With the US stepping down as a global leader on climate change, there’s concern that other countries who joined reluctantly will be more likely to make a break, too. More optimistically, major developing economies are poised to rise up to leadership roles, most notably China and India, the world’s largest and third largest carbon emitters and, so far, the greatest success stories of the climate pact.
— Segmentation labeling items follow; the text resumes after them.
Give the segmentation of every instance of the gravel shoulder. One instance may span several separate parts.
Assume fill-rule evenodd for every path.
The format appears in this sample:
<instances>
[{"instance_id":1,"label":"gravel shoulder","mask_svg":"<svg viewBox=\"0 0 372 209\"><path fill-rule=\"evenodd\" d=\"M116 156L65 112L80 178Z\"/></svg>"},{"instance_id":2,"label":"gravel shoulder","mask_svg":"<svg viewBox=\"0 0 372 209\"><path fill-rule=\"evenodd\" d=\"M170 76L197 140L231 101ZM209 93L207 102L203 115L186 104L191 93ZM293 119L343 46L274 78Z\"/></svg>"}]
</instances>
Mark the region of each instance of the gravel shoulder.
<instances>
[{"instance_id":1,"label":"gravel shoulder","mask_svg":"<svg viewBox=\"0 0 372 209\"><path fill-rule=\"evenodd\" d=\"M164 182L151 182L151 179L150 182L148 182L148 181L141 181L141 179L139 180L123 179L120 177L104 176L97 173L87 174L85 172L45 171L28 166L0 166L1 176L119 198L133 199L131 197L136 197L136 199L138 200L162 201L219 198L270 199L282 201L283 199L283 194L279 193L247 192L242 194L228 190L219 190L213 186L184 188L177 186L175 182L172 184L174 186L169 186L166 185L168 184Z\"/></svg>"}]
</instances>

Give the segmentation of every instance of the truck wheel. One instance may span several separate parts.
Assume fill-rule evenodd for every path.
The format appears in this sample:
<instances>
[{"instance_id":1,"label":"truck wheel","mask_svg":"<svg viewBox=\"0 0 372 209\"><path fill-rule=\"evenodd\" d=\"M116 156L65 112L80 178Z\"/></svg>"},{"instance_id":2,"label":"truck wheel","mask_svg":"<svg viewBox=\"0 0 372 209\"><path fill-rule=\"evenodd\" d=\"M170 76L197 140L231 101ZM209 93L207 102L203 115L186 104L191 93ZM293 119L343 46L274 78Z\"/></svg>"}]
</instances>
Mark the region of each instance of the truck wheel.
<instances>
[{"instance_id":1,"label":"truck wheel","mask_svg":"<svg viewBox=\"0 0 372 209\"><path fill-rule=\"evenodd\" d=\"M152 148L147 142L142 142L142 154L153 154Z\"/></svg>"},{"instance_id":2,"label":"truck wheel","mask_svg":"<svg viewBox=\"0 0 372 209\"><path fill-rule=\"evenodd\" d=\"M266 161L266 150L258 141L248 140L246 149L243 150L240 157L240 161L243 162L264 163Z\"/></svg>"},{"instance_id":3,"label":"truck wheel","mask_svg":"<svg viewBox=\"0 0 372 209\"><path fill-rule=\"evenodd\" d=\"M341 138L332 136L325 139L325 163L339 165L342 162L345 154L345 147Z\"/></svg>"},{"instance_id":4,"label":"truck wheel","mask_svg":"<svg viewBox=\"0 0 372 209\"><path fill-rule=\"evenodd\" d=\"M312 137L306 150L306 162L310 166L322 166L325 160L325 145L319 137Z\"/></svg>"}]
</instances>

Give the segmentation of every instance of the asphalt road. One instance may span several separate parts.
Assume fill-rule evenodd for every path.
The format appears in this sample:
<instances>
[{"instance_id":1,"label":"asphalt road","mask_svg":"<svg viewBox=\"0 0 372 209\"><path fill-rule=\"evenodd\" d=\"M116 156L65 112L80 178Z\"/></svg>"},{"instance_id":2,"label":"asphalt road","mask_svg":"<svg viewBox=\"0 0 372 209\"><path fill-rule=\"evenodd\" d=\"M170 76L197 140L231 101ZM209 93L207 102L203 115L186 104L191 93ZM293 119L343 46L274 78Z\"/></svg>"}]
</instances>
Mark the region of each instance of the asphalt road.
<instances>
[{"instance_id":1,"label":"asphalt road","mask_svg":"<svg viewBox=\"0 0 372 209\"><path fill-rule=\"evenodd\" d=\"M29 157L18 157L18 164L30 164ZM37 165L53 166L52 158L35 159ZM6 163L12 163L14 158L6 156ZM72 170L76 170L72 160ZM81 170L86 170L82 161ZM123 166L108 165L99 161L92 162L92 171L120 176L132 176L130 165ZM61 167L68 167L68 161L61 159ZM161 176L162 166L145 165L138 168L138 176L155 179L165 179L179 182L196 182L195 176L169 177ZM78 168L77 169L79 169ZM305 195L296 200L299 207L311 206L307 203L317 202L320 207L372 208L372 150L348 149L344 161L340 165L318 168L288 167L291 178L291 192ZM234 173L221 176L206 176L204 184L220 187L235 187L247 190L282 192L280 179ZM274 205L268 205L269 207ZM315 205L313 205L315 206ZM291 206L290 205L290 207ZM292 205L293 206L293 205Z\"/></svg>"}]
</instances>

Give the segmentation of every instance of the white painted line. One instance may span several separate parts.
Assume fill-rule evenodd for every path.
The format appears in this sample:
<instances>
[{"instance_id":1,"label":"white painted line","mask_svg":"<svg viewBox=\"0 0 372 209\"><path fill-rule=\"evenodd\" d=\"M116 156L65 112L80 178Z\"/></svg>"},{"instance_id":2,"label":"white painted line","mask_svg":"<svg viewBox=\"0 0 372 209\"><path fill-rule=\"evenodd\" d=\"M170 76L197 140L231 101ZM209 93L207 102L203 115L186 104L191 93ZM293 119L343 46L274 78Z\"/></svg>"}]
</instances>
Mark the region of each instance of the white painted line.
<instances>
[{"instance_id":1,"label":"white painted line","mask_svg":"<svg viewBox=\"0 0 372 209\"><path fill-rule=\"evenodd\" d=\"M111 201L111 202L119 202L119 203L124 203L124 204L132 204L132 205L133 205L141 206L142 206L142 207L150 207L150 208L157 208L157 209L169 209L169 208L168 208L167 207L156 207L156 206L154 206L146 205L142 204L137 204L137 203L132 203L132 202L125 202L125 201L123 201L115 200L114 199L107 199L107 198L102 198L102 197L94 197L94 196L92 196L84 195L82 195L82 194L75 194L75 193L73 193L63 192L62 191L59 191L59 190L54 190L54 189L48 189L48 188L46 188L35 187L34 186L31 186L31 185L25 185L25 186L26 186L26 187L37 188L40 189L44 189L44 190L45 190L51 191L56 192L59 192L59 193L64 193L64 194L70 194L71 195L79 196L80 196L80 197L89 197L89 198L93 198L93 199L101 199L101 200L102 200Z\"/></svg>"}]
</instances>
China has set global records for investment in solar panels and wind farms, and is even taking the initiative in retraining American coal miners as wind technicians. China may have already met its initial Paris goal, of peaking carbon emissions before 2030. Similarly, India is projecting an incredible 57% reliance on clean energy to power its grid by 2030. Researchers project that, should China and India exceed their goals, we may still see an overall decrease in global greenhouse gas emissions, even as the US pulls out and fails its target goals. That said, without the world’s second largest carbon emitter chipping in, it will undoubtedly be harder to achieve the Paris Agreement’s ultimate goal, of limiting global warming to 2 degrees Celsius.
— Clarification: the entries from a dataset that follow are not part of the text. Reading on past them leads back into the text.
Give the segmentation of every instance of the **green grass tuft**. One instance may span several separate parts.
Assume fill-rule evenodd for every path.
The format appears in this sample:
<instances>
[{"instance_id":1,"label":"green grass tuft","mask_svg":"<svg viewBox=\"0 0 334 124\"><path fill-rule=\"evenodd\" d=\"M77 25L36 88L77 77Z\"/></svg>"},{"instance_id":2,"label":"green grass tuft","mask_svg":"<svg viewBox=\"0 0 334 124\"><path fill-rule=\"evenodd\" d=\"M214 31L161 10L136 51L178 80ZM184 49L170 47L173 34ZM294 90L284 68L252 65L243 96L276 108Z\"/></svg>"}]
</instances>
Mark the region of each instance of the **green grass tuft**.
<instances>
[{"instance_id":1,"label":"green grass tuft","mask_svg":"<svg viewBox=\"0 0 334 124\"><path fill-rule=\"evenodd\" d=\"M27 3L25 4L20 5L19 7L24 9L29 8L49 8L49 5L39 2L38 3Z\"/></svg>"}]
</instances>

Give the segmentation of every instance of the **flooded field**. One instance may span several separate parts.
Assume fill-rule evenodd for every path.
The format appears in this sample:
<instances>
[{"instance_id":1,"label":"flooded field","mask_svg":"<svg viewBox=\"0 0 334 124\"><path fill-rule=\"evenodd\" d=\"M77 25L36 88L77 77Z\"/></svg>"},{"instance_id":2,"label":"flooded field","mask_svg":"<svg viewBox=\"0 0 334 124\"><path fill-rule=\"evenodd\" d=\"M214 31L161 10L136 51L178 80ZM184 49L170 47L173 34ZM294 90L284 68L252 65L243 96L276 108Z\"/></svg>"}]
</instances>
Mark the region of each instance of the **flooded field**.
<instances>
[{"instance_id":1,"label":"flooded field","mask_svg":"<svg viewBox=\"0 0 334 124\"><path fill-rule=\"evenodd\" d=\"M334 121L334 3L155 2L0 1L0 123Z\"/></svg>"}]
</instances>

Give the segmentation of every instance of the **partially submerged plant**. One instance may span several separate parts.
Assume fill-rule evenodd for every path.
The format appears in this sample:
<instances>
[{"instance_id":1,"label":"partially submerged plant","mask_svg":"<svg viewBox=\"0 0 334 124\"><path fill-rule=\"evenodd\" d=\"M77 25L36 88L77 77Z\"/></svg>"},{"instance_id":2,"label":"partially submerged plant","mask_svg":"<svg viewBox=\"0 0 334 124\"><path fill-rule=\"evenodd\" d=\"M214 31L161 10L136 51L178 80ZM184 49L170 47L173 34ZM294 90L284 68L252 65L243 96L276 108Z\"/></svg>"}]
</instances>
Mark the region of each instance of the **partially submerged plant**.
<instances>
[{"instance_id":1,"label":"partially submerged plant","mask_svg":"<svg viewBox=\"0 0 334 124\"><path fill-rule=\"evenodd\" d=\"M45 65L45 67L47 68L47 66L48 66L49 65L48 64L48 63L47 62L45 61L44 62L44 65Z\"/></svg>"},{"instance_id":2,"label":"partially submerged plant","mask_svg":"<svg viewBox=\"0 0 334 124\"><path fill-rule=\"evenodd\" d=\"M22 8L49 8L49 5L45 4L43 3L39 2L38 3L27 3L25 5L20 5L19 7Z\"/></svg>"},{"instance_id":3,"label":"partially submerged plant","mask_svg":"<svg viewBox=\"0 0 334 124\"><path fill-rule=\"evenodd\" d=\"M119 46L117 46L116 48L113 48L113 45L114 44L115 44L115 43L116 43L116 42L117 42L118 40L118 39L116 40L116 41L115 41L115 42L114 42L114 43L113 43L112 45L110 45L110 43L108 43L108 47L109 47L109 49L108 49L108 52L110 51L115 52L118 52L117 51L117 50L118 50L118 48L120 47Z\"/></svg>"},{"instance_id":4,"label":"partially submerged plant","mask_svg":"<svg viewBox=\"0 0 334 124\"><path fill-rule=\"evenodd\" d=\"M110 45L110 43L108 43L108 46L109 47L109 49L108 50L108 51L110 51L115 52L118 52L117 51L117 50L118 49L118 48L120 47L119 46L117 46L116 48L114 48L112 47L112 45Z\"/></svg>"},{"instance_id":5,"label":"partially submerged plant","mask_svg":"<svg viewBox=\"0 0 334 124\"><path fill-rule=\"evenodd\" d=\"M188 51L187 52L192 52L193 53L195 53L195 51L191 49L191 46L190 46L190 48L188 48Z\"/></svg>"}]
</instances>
Rejoining Paris is a simple 30 day process and would largely depend on the political climate in November 2020. Meyer thinks the strongest case for rejoining will be from business leaders like Walmart, Apple and Intel arguing both the economic and environmental benefits in transitioning away from fossil fuels.

“Weighing in from the business community [might] have a bigger impact on Trump,” he said. “It certainly has been a factor in [the] decision making process that he didn’t expect to see. The US business community has made it clear they remain committed to the Paris Agreement and the goal of decarbonization of the economy.”